Cora took his nerveless hand between hers, and raised her great blue eyes, now full of a light more touching than tears, to his face.
“Papa, papa, come home; you told me that she would never wake up again.”
He turned his heavy eyes upon the child with a look of questioning weariness, as if he had not comprehended her, and remained gazing in her face, with a mournful smile parting his lips.
“Come!” said the child, pulling gently at his hand—“come!”
He yielded to her infant force as if he were himself a child to be thus guided, and walked with a feeble step toward the house. But its cheerfulness mocked him. Bees that had been gathering stores from the honeysuckle porch—birds lodged in the great elm, and a thousand summer insects that love the sunshine, all set up a clamor of melody that made him shrink as if some violence had been offered. He said nothing, but I could see the color fade like mist from his lips. We had brought him too suddenly from the shadows of the grave; the soul requires time before it can leave the vale of tears to stand uncovered in the sunshine. We entered a little parlor, very simple in its adornments, but neat and cheerful as a room could be. The casements were draped with foliage, and this gave a soft twilight to the apartment, that soothed us all.

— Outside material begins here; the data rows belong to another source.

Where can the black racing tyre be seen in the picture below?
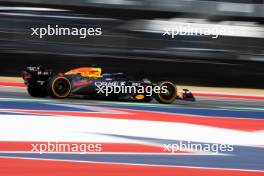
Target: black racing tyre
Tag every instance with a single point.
(169, 96)
(36, 91)
(59, 87)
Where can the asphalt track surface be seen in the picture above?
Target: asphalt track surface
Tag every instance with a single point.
(133, 135)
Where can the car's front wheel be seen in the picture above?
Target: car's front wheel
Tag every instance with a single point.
(59, 87)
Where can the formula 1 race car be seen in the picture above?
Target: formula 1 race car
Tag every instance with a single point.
(90, 82)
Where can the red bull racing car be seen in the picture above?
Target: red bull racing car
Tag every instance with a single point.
(90, 82)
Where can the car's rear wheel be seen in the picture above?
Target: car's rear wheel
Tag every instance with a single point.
(59, 87)
(167, 94)
(35, 90)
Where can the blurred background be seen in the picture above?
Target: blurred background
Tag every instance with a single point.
(133, 42)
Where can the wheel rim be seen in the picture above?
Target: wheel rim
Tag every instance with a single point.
(61, 87)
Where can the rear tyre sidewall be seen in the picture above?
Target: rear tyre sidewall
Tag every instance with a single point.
(170, 96)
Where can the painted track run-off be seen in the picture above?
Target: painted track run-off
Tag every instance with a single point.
(132, 135)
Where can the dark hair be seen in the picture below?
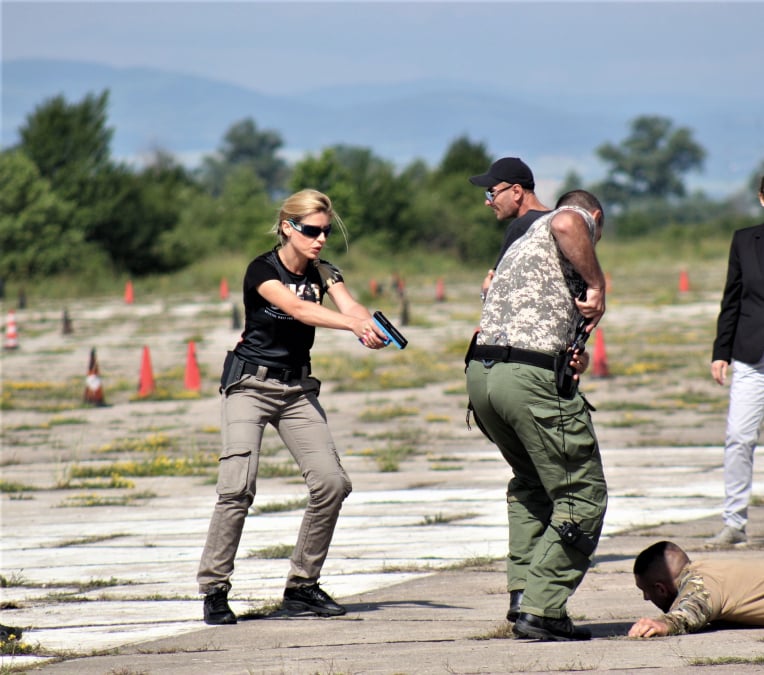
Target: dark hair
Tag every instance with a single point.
(663, 557)
(583, 199)
(649, 557)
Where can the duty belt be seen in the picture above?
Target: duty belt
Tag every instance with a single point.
(490, 354)
(282, 374)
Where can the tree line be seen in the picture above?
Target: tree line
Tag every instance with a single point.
(66, 205)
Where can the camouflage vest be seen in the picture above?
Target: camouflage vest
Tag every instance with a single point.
(530, 303)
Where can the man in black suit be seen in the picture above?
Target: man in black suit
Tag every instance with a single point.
(740, 336)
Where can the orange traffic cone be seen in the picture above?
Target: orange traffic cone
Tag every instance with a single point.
(146, 386)
(66, 323)
(599, 358)
(93, 385)
(440, 290)
(193, 381)
(11, 335)
(684, 282)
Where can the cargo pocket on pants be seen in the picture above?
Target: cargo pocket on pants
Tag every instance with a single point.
(567, 433)
(232, 471)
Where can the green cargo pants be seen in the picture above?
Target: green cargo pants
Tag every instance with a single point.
(550, 444)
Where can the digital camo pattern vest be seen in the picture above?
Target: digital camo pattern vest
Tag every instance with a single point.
(530, 303)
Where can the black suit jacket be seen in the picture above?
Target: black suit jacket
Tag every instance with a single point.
(740, 327)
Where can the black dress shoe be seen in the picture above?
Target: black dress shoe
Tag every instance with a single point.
(216, 609)
(545, 628)
(311, 599)
(515, 600)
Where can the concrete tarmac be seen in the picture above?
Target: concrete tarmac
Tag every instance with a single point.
(452, 622)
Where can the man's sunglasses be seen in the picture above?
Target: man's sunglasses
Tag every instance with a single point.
(312, 231)
(490, 195)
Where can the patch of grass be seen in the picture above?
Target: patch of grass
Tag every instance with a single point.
(274, 470)
(261, 611)
(445, 467)
(115, 481)
(390, 457)
(278, 507)
(436, 419)
(16, 579)
(442, 519)
(276, 552)
(61, 421)
(152, 443)
(160, 465)
(11, 487)
(626, 421)
(386, 413)
(80, 541)
(16, 647)
(88, 500)
(477, 562)
(501, 632)
(726, 660)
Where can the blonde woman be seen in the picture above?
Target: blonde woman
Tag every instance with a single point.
(267, 380)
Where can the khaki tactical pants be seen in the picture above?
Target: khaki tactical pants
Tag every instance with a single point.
(550, 444)
(294, 411)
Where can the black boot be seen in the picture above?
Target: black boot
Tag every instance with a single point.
(545, 628)
(216, 609)
(311, 599)
(515, 600)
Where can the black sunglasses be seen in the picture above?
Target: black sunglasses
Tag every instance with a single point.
(312, 231)
(490, 195)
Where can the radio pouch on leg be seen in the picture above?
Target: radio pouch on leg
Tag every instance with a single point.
(233, 367)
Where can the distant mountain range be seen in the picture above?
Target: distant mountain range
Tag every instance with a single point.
(188, 116)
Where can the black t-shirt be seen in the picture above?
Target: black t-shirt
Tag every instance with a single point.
(516, 229)
(271, 337)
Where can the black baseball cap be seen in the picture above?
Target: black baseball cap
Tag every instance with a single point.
(506, 170)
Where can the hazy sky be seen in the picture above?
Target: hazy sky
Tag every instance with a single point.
(650, 48)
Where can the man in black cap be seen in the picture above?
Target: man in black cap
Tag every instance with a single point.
(510, 193)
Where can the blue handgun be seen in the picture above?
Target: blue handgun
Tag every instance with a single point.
(392, 333)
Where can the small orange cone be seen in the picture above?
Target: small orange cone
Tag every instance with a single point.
(93, 385)
(146, 386)
(66, 323)
(599, 358)
(684, 282)
(193, 381)
(129, 292)
(440, 290)
(11, 334)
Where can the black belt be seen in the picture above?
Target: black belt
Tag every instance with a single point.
(495, 353)
(281, 374)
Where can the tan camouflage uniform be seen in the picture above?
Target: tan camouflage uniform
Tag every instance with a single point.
(712, 590)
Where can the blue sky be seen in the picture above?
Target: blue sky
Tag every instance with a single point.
(669, 58)
(653, 48)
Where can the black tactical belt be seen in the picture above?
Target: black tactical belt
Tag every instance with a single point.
(490, 354)
(281, 374)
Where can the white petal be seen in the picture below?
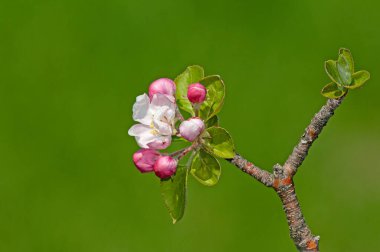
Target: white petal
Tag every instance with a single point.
(143, 134)
(160, 100)
(141, 110)
(160, 142)
(163, 121)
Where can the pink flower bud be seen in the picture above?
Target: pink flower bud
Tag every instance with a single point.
(145, 159)
(162, 86)
(165, 166)
(191, 128)
(160, 143)
(196, 93)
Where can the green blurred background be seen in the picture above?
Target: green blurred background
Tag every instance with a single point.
(70, 72)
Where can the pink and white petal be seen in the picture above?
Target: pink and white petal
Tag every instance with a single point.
(162, 121)
(146, 139)
(160, 142)
(160, 100)
(138, 129)
(141, 111)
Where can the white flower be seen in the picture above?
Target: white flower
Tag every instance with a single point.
(156, 118)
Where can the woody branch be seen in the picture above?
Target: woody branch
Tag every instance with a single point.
(281, 180)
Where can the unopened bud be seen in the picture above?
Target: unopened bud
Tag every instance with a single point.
(165, 166)
(162, 86)
(196, 93)
(145, 159)
(191, 128)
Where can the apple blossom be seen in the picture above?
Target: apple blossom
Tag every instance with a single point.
(145, 159)
(191, 128)
(156, 118)
(162, 86)
(196, 93)
(165, 166)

He sat down in a large, easy-chair, draped with white dimity, that gave a strong contrast to his black robe. Cora climbed to his knee, and put up her quivering lips for a kiss; but he did not heed the action, and I saw her pretty eyes fill with tears—she, poor thing, who had shed so many that day.
I could not bear that look of sorrow, and pressed close up to his other knee.
“Sir, papa,” for she had called him this; and why should not any other child? “Papa, Cora wants to kiss you; she has been trying and trying, but you don’t mind in the least.”
He looked at me with a bewildered stare, glancing down from my face to the brilliant garments that contrasted like flame against his black robe.
“It is Cora, poor little Cora, you should speak to—not me,” I said. “Look, her eyes are full again, and she has cried herself almost to death before.”